OpenAI's Noam Brown Claims Reasoning AI Models Could Have Existed Decades Earlier
OpenAI's AI reasoning research lead Noam Brown suggested at Nvidia's GTC conference that certain reasoning AI models could have been developed 20 years earlier if researchers had used the right approach. Brown, who previously worked on game-playing AI including Pluribus poker AI and helped create OpenAI's reasoning model o1, also addressed the challenges academia faces in competing with AI labs and identified AI benchmarking as an area where academia could make significant contributions despite compute limitations.

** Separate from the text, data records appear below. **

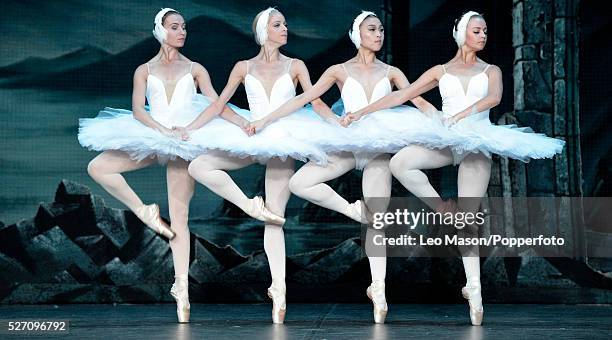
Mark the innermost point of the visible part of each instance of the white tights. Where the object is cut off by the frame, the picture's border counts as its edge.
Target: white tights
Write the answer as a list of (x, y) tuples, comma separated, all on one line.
[(472, 181), (309, 184), (210, 170), (106, 170)]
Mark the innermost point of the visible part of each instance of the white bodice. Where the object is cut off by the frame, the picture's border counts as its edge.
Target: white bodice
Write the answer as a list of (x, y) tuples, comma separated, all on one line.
[(455, 99), (260, 104), (354, 96), (170, 112)]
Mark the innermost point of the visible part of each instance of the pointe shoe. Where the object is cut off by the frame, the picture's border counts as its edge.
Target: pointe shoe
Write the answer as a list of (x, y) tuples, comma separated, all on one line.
[(259, 211), (149, 214), (279, 304), (376, 293), (355, 212), (180, 292), (476, 312)]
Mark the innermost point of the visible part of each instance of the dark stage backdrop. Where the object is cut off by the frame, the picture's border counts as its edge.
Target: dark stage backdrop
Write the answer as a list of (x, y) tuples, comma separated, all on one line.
[(64, 62)]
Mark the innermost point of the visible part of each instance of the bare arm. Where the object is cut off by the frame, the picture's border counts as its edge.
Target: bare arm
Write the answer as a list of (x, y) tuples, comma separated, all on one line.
[(401, 82), (318, 105), (426, 82), (218, 106), (138, 101), (494, 95)]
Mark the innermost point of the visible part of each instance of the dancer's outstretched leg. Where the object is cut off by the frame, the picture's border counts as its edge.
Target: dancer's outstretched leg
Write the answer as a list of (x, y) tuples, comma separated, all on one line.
[(180, 191), (278, 174), (472, 183), (376, 186), (106, 170), (407, 164), (209, 169), (309, 184)]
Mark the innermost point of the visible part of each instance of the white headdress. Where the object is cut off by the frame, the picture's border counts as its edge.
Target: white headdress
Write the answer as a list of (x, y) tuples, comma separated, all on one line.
[(354, 32), (159, 31), (261, 28), (460, 29)]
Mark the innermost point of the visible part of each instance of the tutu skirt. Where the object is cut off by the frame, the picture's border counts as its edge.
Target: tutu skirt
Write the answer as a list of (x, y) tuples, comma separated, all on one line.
[(291, 136), (476, 133)]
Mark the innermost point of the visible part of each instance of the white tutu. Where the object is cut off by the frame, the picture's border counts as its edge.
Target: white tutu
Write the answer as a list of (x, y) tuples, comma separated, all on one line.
[(291, 136), (475, 133), (117, 129), (388, 131)]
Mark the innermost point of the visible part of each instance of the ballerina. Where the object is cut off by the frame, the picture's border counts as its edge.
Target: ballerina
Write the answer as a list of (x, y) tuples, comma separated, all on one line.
[(269, 80), (361, 80), (132, 141), (469, 87)]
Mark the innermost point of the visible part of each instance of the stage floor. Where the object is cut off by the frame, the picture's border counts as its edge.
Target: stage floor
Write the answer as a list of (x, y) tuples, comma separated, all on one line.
[(316, 321)]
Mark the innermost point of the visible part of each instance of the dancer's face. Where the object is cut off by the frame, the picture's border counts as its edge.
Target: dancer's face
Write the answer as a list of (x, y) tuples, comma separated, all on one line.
[(277, 28), (372, 33), (476, 34), (177, 32)]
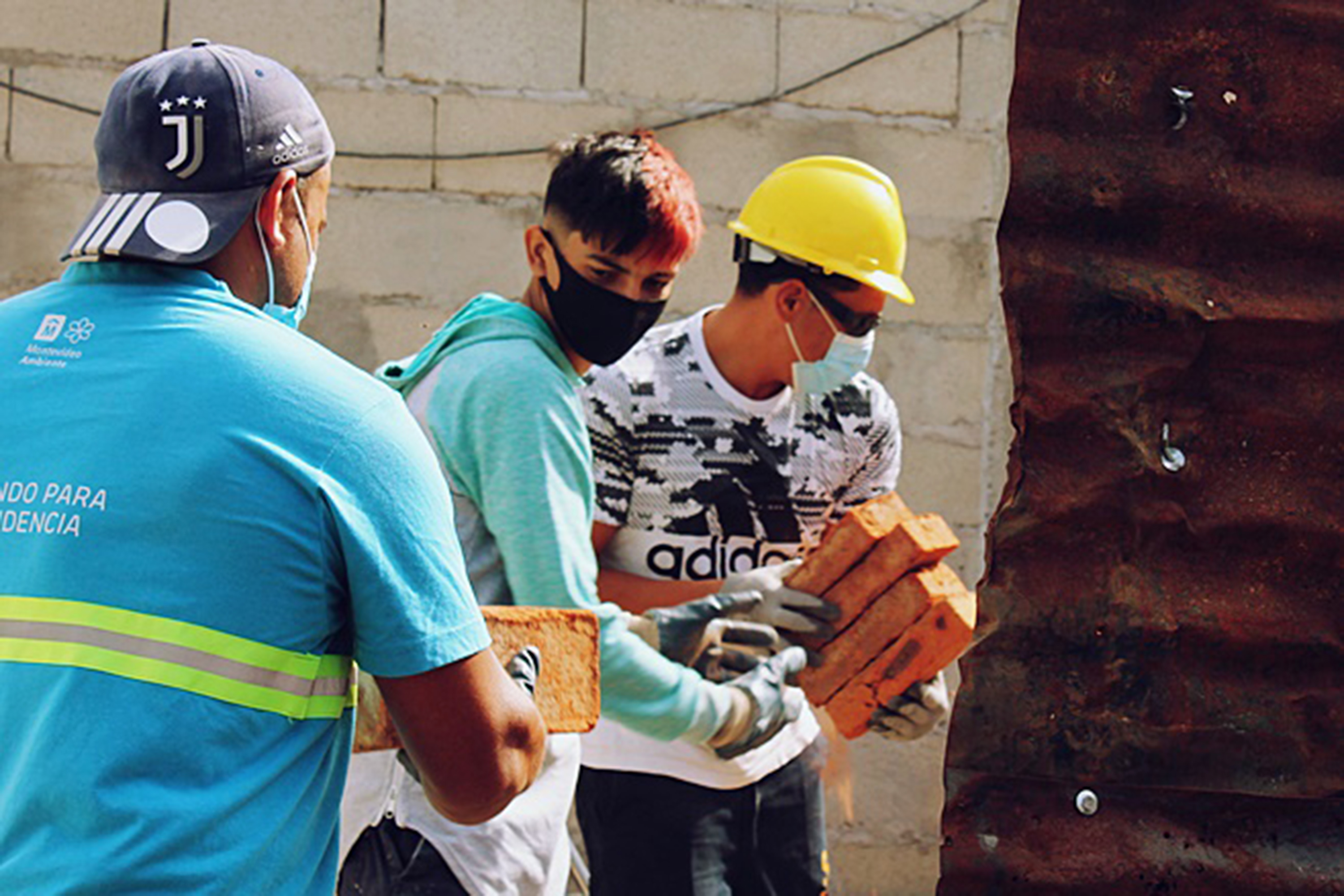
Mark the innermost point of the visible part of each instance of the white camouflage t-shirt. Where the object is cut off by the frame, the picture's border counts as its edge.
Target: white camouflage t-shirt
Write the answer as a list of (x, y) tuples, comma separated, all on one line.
[(705, 481)]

Skynet Chance (+0.05%): Brown's comments suggest that powerful reasoning capabilities were algorithmically feasible much earlier than realized, indicating our understanding of AI progress may be systematically underestimating potential capabilities. This revelation increases concern that other unexplored approaches might enable rapid capability jumps without corresponding safety preparations.
Skynet Date (-2 days): The realization that reasoning capabilities could have emerged decades earlier suggests we may be underestimating how quickly other advanced capabilities could emerge, potentially accelerating timelines for dangerous AI capabilities through similar algorithmic insights rather than just scaling.

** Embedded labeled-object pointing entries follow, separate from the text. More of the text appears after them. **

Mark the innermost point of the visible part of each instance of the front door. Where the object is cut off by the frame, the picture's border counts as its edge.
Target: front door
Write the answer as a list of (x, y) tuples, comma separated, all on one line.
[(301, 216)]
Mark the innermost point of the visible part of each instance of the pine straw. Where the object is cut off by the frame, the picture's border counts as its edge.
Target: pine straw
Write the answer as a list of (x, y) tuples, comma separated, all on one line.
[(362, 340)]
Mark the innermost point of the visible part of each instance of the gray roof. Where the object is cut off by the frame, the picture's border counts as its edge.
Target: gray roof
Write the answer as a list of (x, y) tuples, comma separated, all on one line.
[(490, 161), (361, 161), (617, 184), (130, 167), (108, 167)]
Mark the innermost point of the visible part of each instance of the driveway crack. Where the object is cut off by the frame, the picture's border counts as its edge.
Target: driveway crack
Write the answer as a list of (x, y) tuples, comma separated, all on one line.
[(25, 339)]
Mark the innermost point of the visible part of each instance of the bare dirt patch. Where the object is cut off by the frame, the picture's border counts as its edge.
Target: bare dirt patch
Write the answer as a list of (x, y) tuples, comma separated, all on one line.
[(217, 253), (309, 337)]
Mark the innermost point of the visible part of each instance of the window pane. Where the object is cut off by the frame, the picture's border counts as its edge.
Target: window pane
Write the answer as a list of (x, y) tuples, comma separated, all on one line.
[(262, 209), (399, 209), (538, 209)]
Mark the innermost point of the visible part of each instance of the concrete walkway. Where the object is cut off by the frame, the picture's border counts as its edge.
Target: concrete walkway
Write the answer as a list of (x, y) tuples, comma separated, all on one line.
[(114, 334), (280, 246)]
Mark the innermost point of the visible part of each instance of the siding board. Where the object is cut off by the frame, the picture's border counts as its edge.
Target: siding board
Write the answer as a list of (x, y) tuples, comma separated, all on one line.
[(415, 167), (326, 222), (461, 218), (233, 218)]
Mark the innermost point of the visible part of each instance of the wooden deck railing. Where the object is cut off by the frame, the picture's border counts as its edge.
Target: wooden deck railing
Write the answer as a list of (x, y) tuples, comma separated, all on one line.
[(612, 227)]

AGI Progress (+0.06%): The revelation that reasoning capabilities were algorithmically possible decades ago suggests that current rapid progress in AI reasoning isn't just about compute scaling but about fundamental algorithmic insights. This indicates that similar conceptual breakthroughs could unlock other AGI components more readily than previously thought.
AGI Date (-3 days): Brown's assertion that powerful reasoning AI could have existed decades earlier with the right approach suggests that AGI development may be more gated by conceptual breakthroughs than computational limitations, potentially shortening timelines if similar insights occur in other AGI-relevant capabilities.

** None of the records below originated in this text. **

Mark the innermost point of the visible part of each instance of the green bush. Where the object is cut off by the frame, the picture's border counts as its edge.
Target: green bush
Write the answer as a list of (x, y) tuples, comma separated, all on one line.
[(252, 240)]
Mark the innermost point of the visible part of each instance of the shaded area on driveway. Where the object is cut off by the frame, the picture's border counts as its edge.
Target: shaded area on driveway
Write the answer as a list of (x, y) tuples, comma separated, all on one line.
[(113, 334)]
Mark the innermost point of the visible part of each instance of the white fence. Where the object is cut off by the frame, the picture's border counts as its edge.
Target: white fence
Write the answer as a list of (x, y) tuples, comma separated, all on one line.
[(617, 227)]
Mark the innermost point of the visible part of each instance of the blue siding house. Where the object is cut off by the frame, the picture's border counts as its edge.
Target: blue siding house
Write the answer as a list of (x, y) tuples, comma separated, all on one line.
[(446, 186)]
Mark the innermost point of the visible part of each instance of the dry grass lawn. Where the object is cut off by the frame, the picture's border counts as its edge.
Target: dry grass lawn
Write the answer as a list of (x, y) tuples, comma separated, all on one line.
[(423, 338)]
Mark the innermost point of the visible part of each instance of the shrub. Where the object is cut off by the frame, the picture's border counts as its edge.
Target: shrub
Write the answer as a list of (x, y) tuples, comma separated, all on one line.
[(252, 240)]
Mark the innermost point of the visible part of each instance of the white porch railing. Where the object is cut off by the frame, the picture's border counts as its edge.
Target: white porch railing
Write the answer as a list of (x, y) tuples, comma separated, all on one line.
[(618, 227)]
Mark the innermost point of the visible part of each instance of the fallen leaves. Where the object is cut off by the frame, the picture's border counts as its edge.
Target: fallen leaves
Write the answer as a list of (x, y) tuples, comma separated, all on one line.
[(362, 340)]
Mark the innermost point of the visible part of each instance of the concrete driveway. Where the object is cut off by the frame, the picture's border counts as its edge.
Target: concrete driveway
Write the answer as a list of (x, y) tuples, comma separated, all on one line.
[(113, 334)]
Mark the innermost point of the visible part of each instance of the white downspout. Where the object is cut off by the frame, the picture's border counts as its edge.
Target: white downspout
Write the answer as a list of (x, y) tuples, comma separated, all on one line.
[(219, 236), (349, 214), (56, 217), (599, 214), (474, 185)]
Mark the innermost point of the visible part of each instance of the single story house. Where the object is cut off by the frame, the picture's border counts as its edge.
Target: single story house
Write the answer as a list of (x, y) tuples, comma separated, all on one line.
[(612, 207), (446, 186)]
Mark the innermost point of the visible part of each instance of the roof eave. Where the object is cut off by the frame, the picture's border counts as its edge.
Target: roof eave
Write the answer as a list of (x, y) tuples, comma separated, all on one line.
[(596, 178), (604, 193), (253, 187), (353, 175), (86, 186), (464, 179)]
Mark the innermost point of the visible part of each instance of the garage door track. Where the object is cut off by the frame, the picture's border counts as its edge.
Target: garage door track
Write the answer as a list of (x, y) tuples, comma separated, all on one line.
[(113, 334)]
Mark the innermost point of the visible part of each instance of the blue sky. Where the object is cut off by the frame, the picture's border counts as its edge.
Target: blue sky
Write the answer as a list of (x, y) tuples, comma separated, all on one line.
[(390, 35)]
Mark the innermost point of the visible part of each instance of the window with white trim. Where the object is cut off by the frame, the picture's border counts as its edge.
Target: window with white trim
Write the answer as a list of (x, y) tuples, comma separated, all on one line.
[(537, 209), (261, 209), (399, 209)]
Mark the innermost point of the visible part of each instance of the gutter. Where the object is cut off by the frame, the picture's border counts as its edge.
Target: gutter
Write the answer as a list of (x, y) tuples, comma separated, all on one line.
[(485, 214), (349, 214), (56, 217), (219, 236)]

Researchers Use NPR Sunday Puzzle to Test AI Reasoning Capabilities
Researchers from several academic institutions created a new AI benchmark using NPR's Sunday Puzzle riddles to test reasoning models like OpenAI's o1 and DeepSeek's R1. The benchmark, consisting of about 600 puzzles, revealed intriguing limitations in current models, including models that "give up" when frustrated, provide answers they know are incorrect, or get stuck in circular reasoning patterns.
Skynet Chance (-0.08%): This research exposes significant limitations in current AI reasoning capabilities, revealing models that get frustrated, give up, or know they're providing incorrect answers. These documented weaknesses demonstrate that even advanced reasoning models remain far from the robust, generalized problem-solving abilities needed for uncontrolled AI risk scenarios.
Skynet Date (+2 days): The benchmark reveals fundamental reasoning limitations in current AI systems, suggesting that robust generalized reasoning remains more challenging than previously understood. The documented failures in puzzle-solving and self-contradictory behaviors indicate that truly capable reasoning systems are likely further away than anticipated.
AGI Progress (+0.03%): While the research itself doesn't advance capabilities, it provides valuable insights into current reasoning limitations and establishes a more accessible benchmark that could accelerate future progress. The identification of specific failure modes in reasoning models creates clearer targets for improvement in future systems.
AGI Date (+2 days): The revealed limitations in current reasoning models' abilities to solve relatively straightforward puzzles suggests that the path to robust general reasoning is more complex than anticipated. These documented weaknesses indicate significant remaining challenges before achieving the kind of general problem-solving capabilities central to AGI.